Al año siguiente, 1910, Ortega hace oposiciones a la cátedra de Metafísica que ha quedado vacante en la universidad central de Madrid a la muerte de Salmerón. Las Pruebas que se exigen en aquellos días para obtener una cátedra universitaria constan de varios ejercicios, entre los cuales uno de ellos consiste en explicar una lección ante el tribunal. Sus alumnos vamos a presenciar el espectáculo. Ortega comienza aquel juego de acrobacia en un torneo de oratoria que alcanza la máxima perfección. Es una oratoria breve, precisa, ajustada a la imagen, al símbolo poético. El contenido filosófico, rigurosamente ceñido al pensamiento, aparece como algo nuevo, distinto. Los jueces del tribunal, hombres viejos, le escuchan con el mismo deleite que los muchachos, sus discípulos. La lección, el ejercicio – nuevo ejercicio espiritual -, dura una hora. Ortega, al terminar, no muestra la menor fatiga; ha ganado su primera batalla como si no hubiese entrado en el ruedo. Elegido a los pocos días entre los concursantes, debuta como catedrático en la Universidad central de Madrid: tiene veintisiete años.

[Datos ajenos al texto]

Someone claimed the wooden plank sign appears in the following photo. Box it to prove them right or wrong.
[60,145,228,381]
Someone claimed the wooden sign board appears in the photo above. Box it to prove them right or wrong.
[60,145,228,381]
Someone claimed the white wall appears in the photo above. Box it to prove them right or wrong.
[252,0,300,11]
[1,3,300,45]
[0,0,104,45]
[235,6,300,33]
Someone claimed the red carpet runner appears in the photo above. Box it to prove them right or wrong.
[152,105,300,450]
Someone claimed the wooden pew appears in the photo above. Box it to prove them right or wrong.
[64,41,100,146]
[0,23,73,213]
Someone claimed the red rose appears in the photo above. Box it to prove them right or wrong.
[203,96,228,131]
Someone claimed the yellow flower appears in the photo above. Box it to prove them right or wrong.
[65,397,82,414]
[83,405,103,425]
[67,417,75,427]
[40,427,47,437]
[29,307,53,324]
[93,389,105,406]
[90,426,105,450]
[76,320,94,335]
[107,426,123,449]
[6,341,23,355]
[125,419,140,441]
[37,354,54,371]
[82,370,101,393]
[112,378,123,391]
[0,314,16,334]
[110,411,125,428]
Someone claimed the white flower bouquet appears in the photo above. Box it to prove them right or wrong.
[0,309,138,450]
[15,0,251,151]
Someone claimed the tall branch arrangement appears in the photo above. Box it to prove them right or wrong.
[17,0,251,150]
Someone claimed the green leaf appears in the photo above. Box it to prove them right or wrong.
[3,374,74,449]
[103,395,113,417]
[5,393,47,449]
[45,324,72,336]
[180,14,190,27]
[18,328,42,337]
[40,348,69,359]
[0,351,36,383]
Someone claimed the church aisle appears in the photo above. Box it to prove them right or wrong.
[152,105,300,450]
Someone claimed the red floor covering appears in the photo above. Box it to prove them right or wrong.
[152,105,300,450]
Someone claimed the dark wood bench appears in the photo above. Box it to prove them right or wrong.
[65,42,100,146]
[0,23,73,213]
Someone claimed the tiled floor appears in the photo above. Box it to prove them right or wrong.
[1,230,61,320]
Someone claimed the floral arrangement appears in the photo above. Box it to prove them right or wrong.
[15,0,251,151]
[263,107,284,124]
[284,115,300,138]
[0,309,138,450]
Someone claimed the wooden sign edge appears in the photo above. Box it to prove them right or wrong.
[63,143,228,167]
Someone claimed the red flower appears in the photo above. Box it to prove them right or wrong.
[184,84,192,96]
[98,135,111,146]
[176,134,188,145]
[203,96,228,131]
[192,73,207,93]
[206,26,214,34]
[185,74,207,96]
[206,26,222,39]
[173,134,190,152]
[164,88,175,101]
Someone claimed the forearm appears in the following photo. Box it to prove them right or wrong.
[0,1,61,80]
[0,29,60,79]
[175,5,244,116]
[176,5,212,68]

Esta fecha señala el término de lo que él llama la primera época de sus mocedades. Hacia los treinta años, en medio de los juegos juveniles que perduran, aparece la primera línea de nieve y congelación sobre las cimas de nuestra alma. Llegan a nuestra experiencia las primeras noticias del frío moral. Un frío que no viene de fuera, sino que nace de lo mas íntimo, y desde allí envía al resto del espíritu un efecto extraño, que mas que nada se parece a la impresión producida por una mirada quieta y fija sobre nosotros; nuestro espíritu se recoge sobre sí mismo y con la frialdad de un contable se pone a hacer el balance de la vida. Mi juventud se ha quemado entera, como la retama mosaica, al borde del camino que España lleva por la Historia. Esos mis diez años jóvenes son místicos trojes henchidos de angustias y esperanzas españolas. He tomado la mano de mi mocedad como la de un amigo fiel. He mirado al fondo de sus ojos y he visto que no se turbaban. He empujado su espalda hacia el pretérito y he dicho: “Adiós, puedes irte tranquila.” El premio único, el premio suficiente, el premio máximo a que cabe aspirar es este: “Poder irse tranquilo.”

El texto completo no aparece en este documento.